Parmi les tenants de cette orthodoxie, on trouve Nicolas Sarkozy, avec lui Claude Guéant et Jean-François Copé - à un degré moindre -, dont le positionnement se justifie d'abord par l'obsession d'endiguer la montée du Front national. Et puis il y a les autres, les purs, les traditionalistes, légitimistes, enracinés « à droite toute » depuis leurs premières castagnes politiques, tels Gérard Longuet, Thierry Mariani, Eric Ciotti, Christian Vanneste, Lionnel Luca et d'autres, nombreux à l'UMP, qui saluent la capacité du « chroniqueur du peuple », Zemmour, à lever les tabous, à libérer la parole, à desserrer le corset idéologique. Si un jour l'UMP faisait alliance avec le FN, cette escouade d'élus de la majorité serait le mastic de cette union droitière.

Pour reprendre l'expression fétiche de Jean-François Copé : ils « mettent les pieds dans le plat », là où une grande partie de la droite a encore tendance à débattre avec des chaussons stériles. A en croire l'ancien directeur de Marianne, Jean-François Kahn, la zemmourisation des esprits est en marche, et à grande échelle : « Aujourd'hui, on n'entend plus que le discours du courant Zemmour, qui est devenu le courant dominant. Ils sont partout, sur les plateaux télé, dans les radios... En outre, ils font preuve d'un sectarisme semblable à celui reproché à la gauche. »

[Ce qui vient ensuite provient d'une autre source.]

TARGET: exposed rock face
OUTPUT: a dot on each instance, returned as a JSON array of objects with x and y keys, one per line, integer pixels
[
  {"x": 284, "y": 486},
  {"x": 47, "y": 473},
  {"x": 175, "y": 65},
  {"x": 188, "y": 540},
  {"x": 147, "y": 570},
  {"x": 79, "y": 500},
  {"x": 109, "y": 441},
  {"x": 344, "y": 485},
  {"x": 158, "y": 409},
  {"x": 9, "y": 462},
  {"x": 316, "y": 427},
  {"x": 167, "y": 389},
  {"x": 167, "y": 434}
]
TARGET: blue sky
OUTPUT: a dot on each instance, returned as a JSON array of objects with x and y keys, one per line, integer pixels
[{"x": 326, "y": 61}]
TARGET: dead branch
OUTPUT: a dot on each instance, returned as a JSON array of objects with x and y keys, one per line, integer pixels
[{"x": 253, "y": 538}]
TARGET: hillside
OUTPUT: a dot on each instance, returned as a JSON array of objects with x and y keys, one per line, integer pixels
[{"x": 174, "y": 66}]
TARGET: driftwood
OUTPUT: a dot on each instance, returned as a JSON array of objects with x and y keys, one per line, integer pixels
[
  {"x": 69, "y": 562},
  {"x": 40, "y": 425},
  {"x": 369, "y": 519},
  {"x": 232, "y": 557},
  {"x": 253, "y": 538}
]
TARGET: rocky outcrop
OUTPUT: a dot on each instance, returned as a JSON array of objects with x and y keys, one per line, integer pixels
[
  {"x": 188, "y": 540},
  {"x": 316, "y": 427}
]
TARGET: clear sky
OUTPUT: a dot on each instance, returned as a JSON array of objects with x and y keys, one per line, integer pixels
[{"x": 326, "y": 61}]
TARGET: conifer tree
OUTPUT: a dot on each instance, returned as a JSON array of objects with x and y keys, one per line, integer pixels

« Droite populaire ». Zemmour, récemment invité à la table de Nicolas Sarkozy, serait donc le nom de cette droite-là. De cette « droite populaire », anti-bling-bling - l'autre nom pour dire anti-Fouquet's et anti-Carla. De l'Europe ou de l'immigration, des Roms ou de l'islam, on ne sait trop ce qui offense le plus ces contempteurs de la bien-pensance. Il est vrai qu'avec sa puissance médiatique l'auteur de « Z comme Zemmour » soulage les frustrations des râleurs du café d'en face comme celles de ces élus qui, par peur de déraper, ont longtemps bridé leur parole. Pour Christian Vanneste, jugé infréquentable depuis ses propos controversés sur l'homosexualité,« Eric est un symbole utile, car actuellement, en France, on tue Voltaire ! L'autre jour, en Commission des lois, il était question d'un rapport sur les gens du voyage. J'ai eu le malheur de demander pourquoi ce rapport n'abordait pas la délinquance dans ce milieu... Que n'ai-je pas entendu, y compris dans mon camp ! Immédiatement, le politiquement correct s'est fait entendre. Par ailleurs, dire ce qu'on pense n'est pas évident, car il n'est jamais agréable pour les élus de se retrouver devant les tribunaux, alors ils se font prudents. En plus, un procès, j'en sais quelque chose, cela peut coûter une fortune. »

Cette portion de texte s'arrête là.